Tunable diversity and effective use of large models
The notable benefits of VS are: Adjustability. Users can set a probability threshold at a prompt to sample from the less-probable “tail” of the model’s distribution. The lower the threshold, the higher the diversity. This adjustment can be made using just the prompt text without changing decoding settings such as temperature or top p.
In one test using the Gemini-2.5-Flash model, the diversity of story writing steadily increased as the probability threshold decreased from 1 to 0.001. The graphs attached to the study showed that VS outperformed both direct and sequence-based prompts across all thresholds.
Interestingly, this method scales well with model size. Larger models such as GPT-4.1 and Claude-4 showed even greater gains from VS compared to smaller models. While smaller models benefited, the diversity improvement was approximately 1.5 to 2 times stronger in larger models. This suggests that VS can help further unlock the potential functionality of advanced models.
Deployment and availability
The Verbalized Sampling method is now available as a Python package.
pip install verbalized-sampling
This package includes integration with LangChain and supports a simple interface for sampling from linguistic distributions. Users can also adjust parameters such as k (number of responses), threshold, and temperature to suit your application.
Live Colab notebooks and documentation are available on GitHub (https://github.com/CHATS-lab/verbalized-sampling) under the Apache 2.0 Enterprise license.
Practical tips and common problems
This method works for all major LLMs, but some users may encounter rejections or errors at first.

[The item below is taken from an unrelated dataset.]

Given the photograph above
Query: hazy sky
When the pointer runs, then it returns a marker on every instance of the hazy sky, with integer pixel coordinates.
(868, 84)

In these cases, the author suggests using the system-prompted version of the template or referring to the alternative formats listed on the GitHub page.
Some models interpret complex instructions as a jailbreak attempt and refuse to follow them unless the structure is clearer.
For example, prompting via system-level instructions like the following improves reliability:
You are a helpful assistant. Each query generates five responses within separate tags. The probability of each response is less than 0.10.
This small change usually solves the problem.
A lightweight fix for a big problem
Verbalized Sampling represents a practical inference-time fix for deep limitations in the behavior of modern language models. No model retraining or internal access required. Does not depend on one model family. It also increases the variety of output as well as its quality as determined by both human ratings and benchmark scores.
With increasing interest in tools that enhance model creativity, VS is likely to be rapidly adopted in areas such as writing, design, simulation, education, and synthetic data generation.
For users and developers who are frustrated by the same LLM responses, a fix may be as simple as changing the question.